When testing the 36 bird blood DNA samples from Brazil positive to VBA obtained in previous studies [21,38] the following occurrences for several BVA were obtained:
  • Eleven (30.5%) out of these thirty-six bird blood DNA samples were positive to different VBA in high-throughput microfluidic real-time PCR assay (Supplementary Material Table S2).
  • Five (38.5%) out of thirteen bird blood DNA samples previously positive to Anaplasma spp. and ‘Candidatus Allocryptoplasma spp.’ (obtained by our research group in a previous study [21] were also positive in the microfluidic real-time PCR using primers previously described by Gondard [60].
  • Four (44.4%) out of nine positive bird blood DNA samples previously positive to Bartonella spp. (obtained by our research group in a previous study [38].
The primers/probe sets designed in previous studies [60] were able to amplify Anaplasma spp., ‘Candidatus Allocryptoplasma spp.’, Bartonella spp. and Bartonella machadoae. All samples were negative in microfluidic real-time PCR assays for the remaining vector-borne agents tested.

3.4. High-Throughput Microfluidic Real-Time PCR Assay

The molecular occurrence for the selected VBA was as follows:
  • Anaplasma spp. 18.2% (50/275);
  • Bartonella spp. 0.36% (1/275);
  • Plasmodium spp. 6.2% (17/275);
  • Haemoproteus spp. 5.09% (14/275);
  • Onchocercid filariids 6.5% (18/275)
The following single infections were observed (Supplementary Material Table S2) in the microfluidic real-time PCR assays:
  • Anaplasma spp. 12.72% (35/275);
  • Bartonella spp. 0.36% (1/275);
  • Plasmodium spp. 3.63% (10/275);
  • Haemoproteus spp. 2.90% (8/275);
  • Onchocercidae filariids 2.90% (8/275).
The following co-infections were observed in the microfluidic real-time PCR assays (Supplementary Material Table S3):
  • Anaplasma spp. + filariids 3.30% (9/275);
  • Anaplasma spp. + Plasmodium spp. 1.09% (3/275);
  • Anaplasma spp. + Haemoproteus spp. 1.09% (3/275);
  • Plasmodium spp. + Haemoproteus spp. 1.09% (3/275);
  • Plasmodium spp. + Onchocercidae filariids 0.36% (1/275).
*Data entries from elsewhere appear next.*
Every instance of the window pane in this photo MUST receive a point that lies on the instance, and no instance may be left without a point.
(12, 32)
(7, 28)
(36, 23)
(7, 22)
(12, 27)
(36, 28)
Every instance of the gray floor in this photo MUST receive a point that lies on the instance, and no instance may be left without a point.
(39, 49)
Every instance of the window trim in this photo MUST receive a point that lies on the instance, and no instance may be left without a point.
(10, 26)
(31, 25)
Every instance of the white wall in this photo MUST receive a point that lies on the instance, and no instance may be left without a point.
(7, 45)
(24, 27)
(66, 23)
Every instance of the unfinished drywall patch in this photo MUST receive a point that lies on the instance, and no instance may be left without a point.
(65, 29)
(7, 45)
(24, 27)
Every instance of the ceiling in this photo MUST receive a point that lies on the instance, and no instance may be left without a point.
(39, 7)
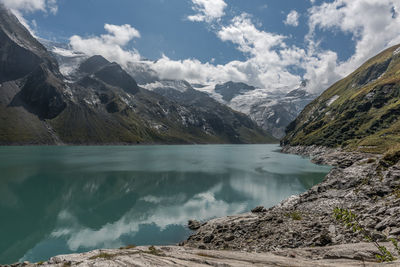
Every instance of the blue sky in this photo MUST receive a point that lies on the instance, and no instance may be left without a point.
(267, 43)
(165, 29)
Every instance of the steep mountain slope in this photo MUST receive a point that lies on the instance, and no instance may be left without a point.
(226, 120)
(359, 112)
(99, 103)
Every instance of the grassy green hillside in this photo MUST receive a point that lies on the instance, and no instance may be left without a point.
(360, 112)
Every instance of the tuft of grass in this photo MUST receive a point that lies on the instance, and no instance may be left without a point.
(295, 215)
(128, 247)
(102, 255)
(391, 157)
(206, 255)
(154, 251)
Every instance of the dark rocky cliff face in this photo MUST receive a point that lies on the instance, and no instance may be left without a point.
(104, 105)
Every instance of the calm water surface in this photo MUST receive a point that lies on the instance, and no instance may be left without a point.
(58, 200)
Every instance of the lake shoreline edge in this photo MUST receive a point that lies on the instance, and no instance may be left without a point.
(298, 231)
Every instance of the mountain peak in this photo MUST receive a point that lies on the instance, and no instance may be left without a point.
(93, 64)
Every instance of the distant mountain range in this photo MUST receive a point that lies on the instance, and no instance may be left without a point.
(360, 112)
(272, 111)
(94, 101)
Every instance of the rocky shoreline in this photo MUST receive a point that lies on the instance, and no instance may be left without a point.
(301, 227)
(357, 182)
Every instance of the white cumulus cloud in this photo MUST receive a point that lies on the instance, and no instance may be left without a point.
(110, 45)
(373, 24)
(208, 10)
(292, 18)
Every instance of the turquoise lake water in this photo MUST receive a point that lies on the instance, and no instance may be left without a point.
(59, 200)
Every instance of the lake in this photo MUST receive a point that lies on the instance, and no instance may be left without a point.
(59, 200)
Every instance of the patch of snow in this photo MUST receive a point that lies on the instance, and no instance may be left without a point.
(333, 99)
(396, 52)
(180, 86)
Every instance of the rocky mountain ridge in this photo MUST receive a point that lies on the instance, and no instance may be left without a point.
(359, 112)
(97, 103)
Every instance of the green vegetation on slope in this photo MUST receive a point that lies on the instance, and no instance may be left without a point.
(359, 112)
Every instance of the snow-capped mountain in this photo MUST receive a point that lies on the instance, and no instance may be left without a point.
(271, 110)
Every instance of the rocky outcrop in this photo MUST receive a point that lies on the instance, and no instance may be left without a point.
(357, 182)
(361, 254)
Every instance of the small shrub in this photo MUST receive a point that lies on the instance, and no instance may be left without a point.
(295, 215)
(350, 220)
(128, 247)
(154, 251)
(102, 255)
3.5. Validation of Microfluidic Real-Time PCR Results by Conventional PCR Assays and Sanger Sequencing

Out of 50 positive samples for Anaplasma spp. in the microfluidic real-time PCR, 13 (26%) samples were subjected to conventional PCR assays targeting the 16S rRNA gene and 23S-5S intergenic region (ITS) (Saolou4, Saolou15, Saolou61, Saolou82, Saolou83, Saolou93, Saolou94, Saolou103, Saolou115, Saolou125, Saolou126, MIM176, MIM243). One sample (Eucometis pennicillata) was positive (Saolou 82 Genbank accession number PQ450485) showing 100% identity and a query cover of 90% with Anaplasma spp. previously detected in Basileuterus flaveolus from Brazil (PP417936).
Out of 30 samples positive for hemosporidians (Haemoproteus spp. and Plasmodium spp.), 12 (38.7%) were subjected to a conventional PCR targeting the cytB gene for Haemoproteus spp., Plasmodium spp., and Leucocytozoon spp. (Saolou48, MIM154, MIM218, MIM230, MIM236, MIM242, MIM243, MIM250, MIM289, MIM292, MIM296, MIM298). As a result, five samples were positive, and two readable sequences were obtained: sample MIM250 (Columbina squammata) (PQ450488) showed a 100% identity (100% query cover) with Haemoproteus spp. (KP686107) and sample MIM292 (Volatinia jacarina) (PQ450487) showed 100% identity (97% query cover) with Plasmodium spp. (KY304999).
Out of 23 samples positive for Onchocercid filariids, 15 (65.2%) were subjected to conventional PCR assays targeting the cox-1, 12S RNA and 28S rRNA genes (Saolou30, Saolou32, Saolou41, Saolou55, Saolou67, Saolou81, Saolou85, Saolou94, Saolou108, Saolou114, Saolou126, 179, 420, 441 and 497). As a result, 10 samples were positive in the cox-1-based conventional PCR, and nine sequences were obtained.
Samples Saolou30 (Ramphocelus carbo) (PQ452771), Saolou32 (Ramphocelus carbo) (PQ452776), Saolou41 (Ramphocelus carbo) (PQ452777), Saolou55 (Ramphocelus carbo) (PQ452778), Saolou67 (Turdus amaurochalinus) (PQ452774), Saolou114 (Synallaxis albilora) (PQ452775) and Saolou126 (Ramphocelus carbo) (PQ452772) showed 97.8–100% identity (100% query cover) with Aproctella spp. (FR823331). The sample Saolou94 (Ramphocelus carbo) (PQ452773) showed 92.2% identity (99% of query cover) with Eufilaria sylviae (MT800771).
Although one blood sample from Fomicivora rufa was positive in the microfluidic PCR for Bartonella spp., no readable sequences were obtained in the conventional PCR assays based on the Bartonella 16-23S rRNA intergenic region (ITS), and gltA, groEL, ftsZ, nuoG, ribC, pap31, and rpoB genes.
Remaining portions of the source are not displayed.